The DoD was chewing through an average of $1 billion a day for about 2 years during the height of the Iraq war. It would be a stretch to say that it was all used to the best efficiency.


Meanwhile, NASA is gutted, our education and mental health systems are downright broken, and healthcare has become the other great waster in our economy. Bad times.


Something like 40% was for fuel. For generators. To air-condition tents.


I think before anyone from the Pentagon is allowed to even think about invading a desert again, we have to make them read the entire Dune saga. I realize only the first one matters in this case, the rest is for punishment.


> I think before anyone from the Pentagon is allowed to even think about invading a desert again, we have to make them read the entire Dune saga. I realize only the first one matters in this case, the rest is for punishment.

AFAICT, the people "from the Pentagon" (and particularly, the career military types, including the senior uniformed leadership) were generally very well locked into what the issues were; the political leadership (much of it outside the Pentagon) far less so.


The choice to invade, sure, the choice to waste a billion a day? Not so much.


Apparently if you build permanent buildings in another country, its politically very different than if they let you camp there. So we camped.


Yeah, because we were so concerned about international opinion that one time...


There's a difference between "Can't demonstrate" and "difficult to gauge efficacy".

They can't gauge the efficacy because they don't get to A/B test the Iraq war. They don't even really know how many insurgents there are, and definitely not with the accuracy and latency required to judge each operation.

That said, the analytical stuff with the tracking videos seems like it surely must have contributed to homeland investigations. You can't tell me they'd ignore a signal like that.


Assuming signal, rather than noise of course. Given that the only real result is that we lost that war, and that the groups we were trying to quash have morphed and taken over whole regions, it's hard to argue for any expenditure related to that endeavor.

That said, even if we won it disturbs me that we're willing to spend so much on something that, at best, "might" be helpful. Worse, something that definitely didn't help in Korea or Vietnam...


I think it's unfair to characterize it as a waste.

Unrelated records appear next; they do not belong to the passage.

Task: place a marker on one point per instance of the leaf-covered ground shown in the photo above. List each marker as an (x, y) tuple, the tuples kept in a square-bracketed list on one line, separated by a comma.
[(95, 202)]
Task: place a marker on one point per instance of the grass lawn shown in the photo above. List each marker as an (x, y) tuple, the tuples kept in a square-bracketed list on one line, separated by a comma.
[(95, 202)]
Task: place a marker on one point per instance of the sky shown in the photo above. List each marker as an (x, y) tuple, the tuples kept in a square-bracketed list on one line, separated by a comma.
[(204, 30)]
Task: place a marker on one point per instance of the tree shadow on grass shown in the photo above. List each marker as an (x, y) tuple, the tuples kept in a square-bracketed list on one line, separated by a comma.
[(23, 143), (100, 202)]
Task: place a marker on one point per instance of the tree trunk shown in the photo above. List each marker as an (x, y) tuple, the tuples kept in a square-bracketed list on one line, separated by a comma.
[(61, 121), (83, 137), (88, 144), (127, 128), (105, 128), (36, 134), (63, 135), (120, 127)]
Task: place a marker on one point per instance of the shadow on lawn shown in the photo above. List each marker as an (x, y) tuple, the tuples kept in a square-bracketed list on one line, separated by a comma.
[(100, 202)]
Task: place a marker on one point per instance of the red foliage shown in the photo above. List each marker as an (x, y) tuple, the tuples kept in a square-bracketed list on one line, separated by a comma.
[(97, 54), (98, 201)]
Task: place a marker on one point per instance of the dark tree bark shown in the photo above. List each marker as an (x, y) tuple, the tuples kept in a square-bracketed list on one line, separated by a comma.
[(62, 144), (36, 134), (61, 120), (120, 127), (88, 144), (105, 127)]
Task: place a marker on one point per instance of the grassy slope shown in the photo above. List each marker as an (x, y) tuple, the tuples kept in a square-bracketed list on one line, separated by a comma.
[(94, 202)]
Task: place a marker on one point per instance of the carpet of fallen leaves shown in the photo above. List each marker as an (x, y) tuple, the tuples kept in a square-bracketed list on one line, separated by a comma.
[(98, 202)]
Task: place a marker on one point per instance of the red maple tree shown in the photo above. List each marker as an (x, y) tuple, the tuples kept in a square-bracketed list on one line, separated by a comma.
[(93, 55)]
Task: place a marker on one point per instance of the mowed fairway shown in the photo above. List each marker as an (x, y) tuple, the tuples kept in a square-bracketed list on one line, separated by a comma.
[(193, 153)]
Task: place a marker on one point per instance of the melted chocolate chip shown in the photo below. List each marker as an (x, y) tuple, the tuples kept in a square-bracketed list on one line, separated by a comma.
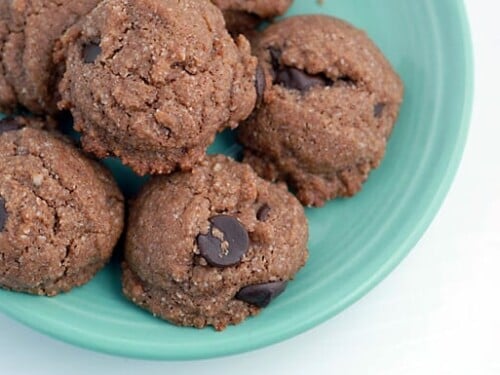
[(378, 109), (9, 124), (293, 78), (226, 243), (261, 295), (260, 83), (296, 79), (263, 212), (3, 214), (90, 52)]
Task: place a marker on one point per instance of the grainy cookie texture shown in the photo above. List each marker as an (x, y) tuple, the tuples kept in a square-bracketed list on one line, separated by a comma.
[(61, 213), (212, 246), (153, 81), (244, 15), (330, 101), (29, 30)]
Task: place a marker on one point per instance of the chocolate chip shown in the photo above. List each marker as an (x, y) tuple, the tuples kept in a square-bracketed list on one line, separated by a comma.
[(263, 212), (296, 79), (293, 78), (3, 214), (9, 124), (260, 83), (378, 109), (261, 295), (90, 52), (226, 243)]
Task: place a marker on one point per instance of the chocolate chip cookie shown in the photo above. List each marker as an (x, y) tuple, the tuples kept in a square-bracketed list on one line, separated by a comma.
[(212, 246), (153, 81), (329, 102), (61, 213), (244, 15), (29, 30)]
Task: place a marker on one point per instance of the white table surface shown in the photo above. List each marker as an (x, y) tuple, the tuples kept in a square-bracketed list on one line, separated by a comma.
[(438, 313)]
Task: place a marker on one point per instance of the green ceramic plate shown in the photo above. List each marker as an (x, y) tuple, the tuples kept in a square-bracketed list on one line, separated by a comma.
[(354, 243)]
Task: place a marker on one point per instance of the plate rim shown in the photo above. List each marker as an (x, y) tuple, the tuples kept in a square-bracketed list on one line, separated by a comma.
[(400, 253)]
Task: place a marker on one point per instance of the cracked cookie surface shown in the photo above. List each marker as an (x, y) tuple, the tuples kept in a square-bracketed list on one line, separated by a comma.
[(212, 246), (61, 213), (330, 100), (29, 30), (152, 82)]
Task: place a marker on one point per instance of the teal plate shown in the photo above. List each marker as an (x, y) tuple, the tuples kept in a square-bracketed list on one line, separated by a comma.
[(354, 243)]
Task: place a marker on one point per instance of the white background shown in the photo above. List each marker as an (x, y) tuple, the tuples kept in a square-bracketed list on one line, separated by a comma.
[(438, 313)]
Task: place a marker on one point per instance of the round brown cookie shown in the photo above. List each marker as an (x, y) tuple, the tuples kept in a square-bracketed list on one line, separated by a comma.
[(244, 15), (152, 82), (212, 246), (330, 100), (29, 30), (61, 213)]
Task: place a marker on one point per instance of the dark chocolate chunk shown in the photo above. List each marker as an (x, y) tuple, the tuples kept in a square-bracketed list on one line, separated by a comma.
[(378, 109), (261, 295), (3, 214), (293, 78), (226, 243), (263, 212), (260, 83), (90, 52), (9, 124), (296, 79), (275, 57)]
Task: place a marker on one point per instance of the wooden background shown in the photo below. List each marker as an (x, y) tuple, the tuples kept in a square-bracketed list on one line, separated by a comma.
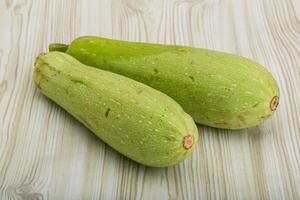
[(46, 154)]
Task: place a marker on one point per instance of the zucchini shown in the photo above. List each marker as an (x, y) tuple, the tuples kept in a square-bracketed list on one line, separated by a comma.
[(135, 119), (217, 89)]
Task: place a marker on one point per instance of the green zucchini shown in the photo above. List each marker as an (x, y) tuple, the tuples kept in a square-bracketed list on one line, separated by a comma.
[(217, 89), (135, 119)]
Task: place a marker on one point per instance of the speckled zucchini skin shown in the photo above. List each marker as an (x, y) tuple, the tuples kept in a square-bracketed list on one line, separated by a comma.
[(135, 119), (217, 89)]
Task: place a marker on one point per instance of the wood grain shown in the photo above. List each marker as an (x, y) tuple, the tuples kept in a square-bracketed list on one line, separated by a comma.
[(47, 154)]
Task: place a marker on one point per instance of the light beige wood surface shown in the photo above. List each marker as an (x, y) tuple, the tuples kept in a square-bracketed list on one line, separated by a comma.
[(46, 154)]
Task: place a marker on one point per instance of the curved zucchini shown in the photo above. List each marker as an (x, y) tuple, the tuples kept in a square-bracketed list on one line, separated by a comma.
[(136, 120), (217, 89)]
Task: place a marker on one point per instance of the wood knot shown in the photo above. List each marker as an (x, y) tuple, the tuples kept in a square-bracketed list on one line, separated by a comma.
[(188, 141)]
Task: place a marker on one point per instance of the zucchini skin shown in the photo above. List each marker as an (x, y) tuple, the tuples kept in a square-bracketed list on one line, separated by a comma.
[(217, 89), (136, 120)]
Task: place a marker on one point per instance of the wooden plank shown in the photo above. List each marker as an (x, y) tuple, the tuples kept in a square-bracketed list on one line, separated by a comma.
[(46, 154)]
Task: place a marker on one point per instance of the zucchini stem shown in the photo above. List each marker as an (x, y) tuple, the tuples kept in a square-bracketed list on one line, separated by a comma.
[(58, 47)]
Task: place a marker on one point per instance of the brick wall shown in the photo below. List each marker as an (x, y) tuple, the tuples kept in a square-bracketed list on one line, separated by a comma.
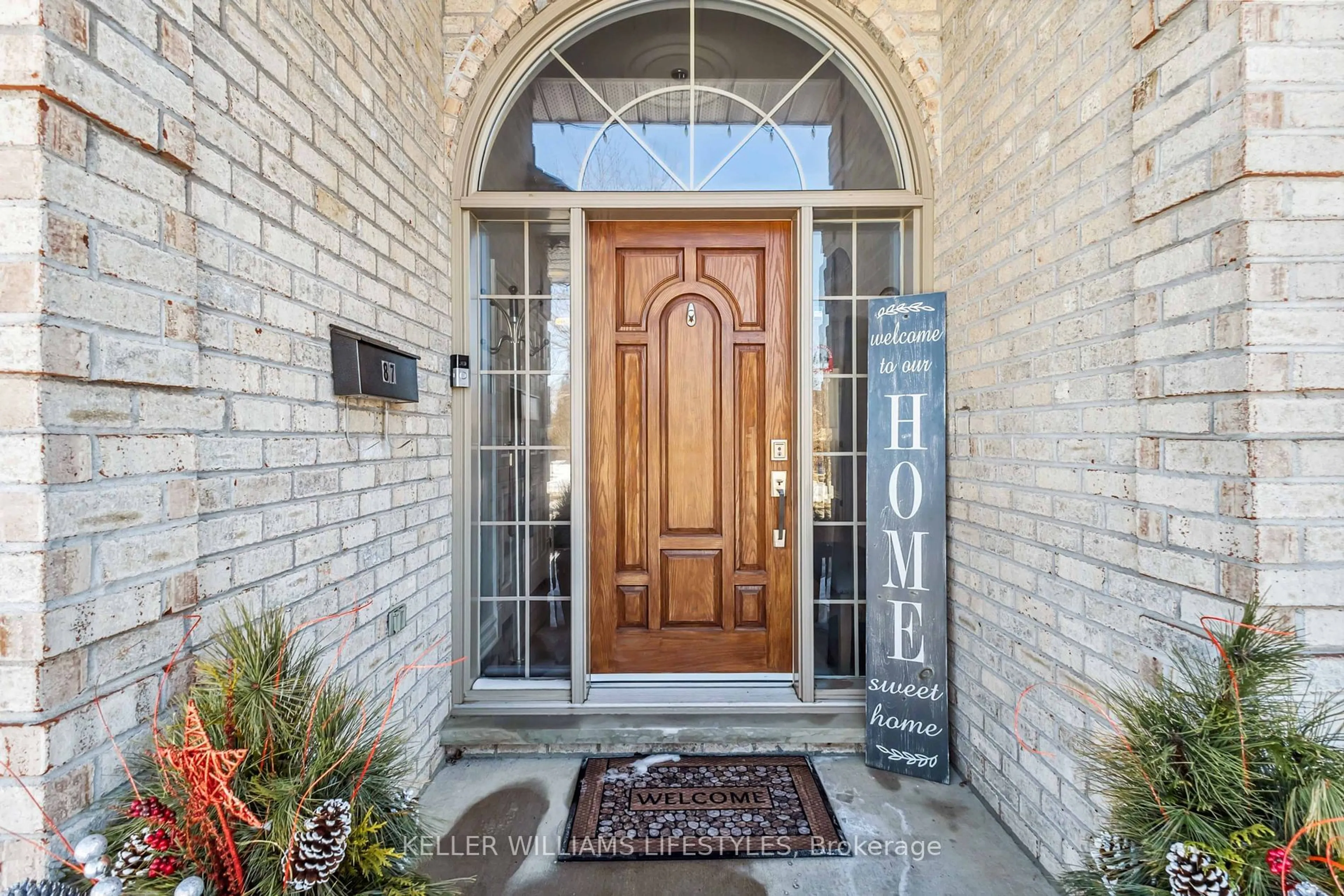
[(191, 195), (1138, 227)]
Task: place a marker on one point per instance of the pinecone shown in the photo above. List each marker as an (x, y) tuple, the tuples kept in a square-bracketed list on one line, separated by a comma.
[(134, 858), (41, 888), (1113, 856), (1193, 872), (320, 846)]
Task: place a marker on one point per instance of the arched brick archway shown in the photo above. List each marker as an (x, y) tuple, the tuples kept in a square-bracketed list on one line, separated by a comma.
[(905, 33)]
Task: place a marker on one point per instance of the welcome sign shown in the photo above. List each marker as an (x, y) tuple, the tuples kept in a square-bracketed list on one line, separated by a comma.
[(908, 536)]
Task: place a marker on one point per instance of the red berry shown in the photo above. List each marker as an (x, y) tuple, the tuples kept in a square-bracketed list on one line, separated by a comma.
[(1279, 862)]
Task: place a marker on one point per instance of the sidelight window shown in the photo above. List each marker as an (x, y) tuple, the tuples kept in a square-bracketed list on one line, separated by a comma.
[(522, 457), (855, 260)]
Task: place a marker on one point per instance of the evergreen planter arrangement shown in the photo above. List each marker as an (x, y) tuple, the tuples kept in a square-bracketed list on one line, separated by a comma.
[(1222, 779), (276, 778)]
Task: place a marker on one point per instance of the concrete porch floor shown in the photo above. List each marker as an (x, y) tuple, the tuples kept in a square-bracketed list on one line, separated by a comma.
[(527, 797)]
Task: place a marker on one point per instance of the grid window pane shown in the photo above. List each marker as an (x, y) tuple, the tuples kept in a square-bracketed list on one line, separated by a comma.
[(834, 647), (523, 395), (855, 261)]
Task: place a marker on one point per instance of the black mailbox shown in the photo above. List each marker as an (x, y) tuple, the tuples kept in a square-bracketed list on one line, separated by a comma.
[(362, 366)]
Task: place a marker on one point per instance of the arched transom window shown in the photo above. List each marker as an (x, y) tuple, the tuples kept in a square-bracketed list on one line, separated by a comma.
[(691, 97)]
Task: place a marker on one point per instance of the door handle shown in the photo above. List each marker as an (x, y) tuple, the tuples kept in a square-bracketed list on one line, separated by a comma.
[(779, 486)]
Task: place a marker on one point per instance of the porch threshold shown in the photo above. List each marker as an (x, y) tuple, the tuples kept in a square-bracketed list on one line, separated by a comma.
[(812, 730)]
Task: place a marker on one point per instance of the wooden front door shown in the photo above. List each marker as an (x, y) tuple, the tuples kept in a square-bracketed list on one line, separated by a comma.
[(690, 334)]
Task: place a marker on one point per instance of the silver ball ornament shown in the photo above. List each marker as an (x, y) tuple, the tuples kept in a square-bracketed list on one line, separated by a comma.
[(91, 848), (193, 886), (109, 886)]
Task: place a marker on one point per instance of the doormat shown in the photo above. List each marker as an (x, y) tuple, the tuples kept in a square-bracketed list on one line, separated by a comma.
[(668, 806)]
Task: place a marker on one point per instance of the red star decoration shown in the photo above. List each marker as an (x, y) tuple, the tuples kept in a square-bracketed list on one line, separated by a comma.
[(208, 771)]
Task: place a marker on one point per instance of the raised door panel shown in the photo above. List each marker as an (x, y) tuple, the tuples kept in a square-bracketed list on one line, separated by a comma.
[(691, 408), (752, 477), (693, 589), (740, 275), (640, 273), (631, 461)]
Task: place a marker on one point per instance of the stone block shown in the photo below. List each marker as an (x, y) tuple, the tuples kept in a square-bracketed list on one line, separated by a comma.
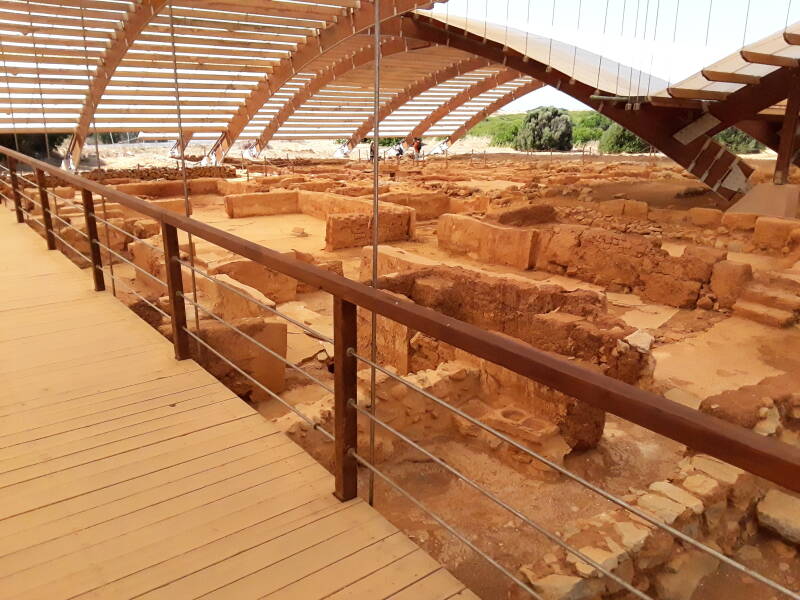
[(774, 232), (667, 215), (705, 217), (232, 300), (558, 247), (770, 200), (612, 208), (488, 242), (739, 221), (355, 229), (275, 286), (635, 209), (521, 216), (706, 254), (176, 205), (666, 289), (780, 512), (264, 367), (728, 280), (151, 261), (429, 205), (392, 260), (276, 202)]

If the intent was to strengthen the war on terror, you would have to quantify both the value of profits derived by the military industrial complex as well as the underlying value for the wealthy of a strong petrodollar and weigh the benefit against that.

Calling it a waste is implicitly absolving those responsible of any notion of intent. Accepting that the dissemination of propaganda is primarily intended for "tracking" purposes is a very generous postulation in my opinion.


If they’re raiding a house and they’re going to make a mess of it looking for stuff anyway, they’d just drop an odd CD there.

So that explains how they always seem to find computers with evidence of terrorist activities. Likely also how they found stuff at Osama bin Laden's place; how they found passport of a terrorist who was in a plane that flew into the World Trade Center building; or the one that crashed in PA.


If this turned out to be true, wouldn't that shine a disastrous light on the war and propaganda machine?


500 millimetre dollars? Interesting unit of measure. Is it a bit like torque?


That's a common abbreviation for 'million'.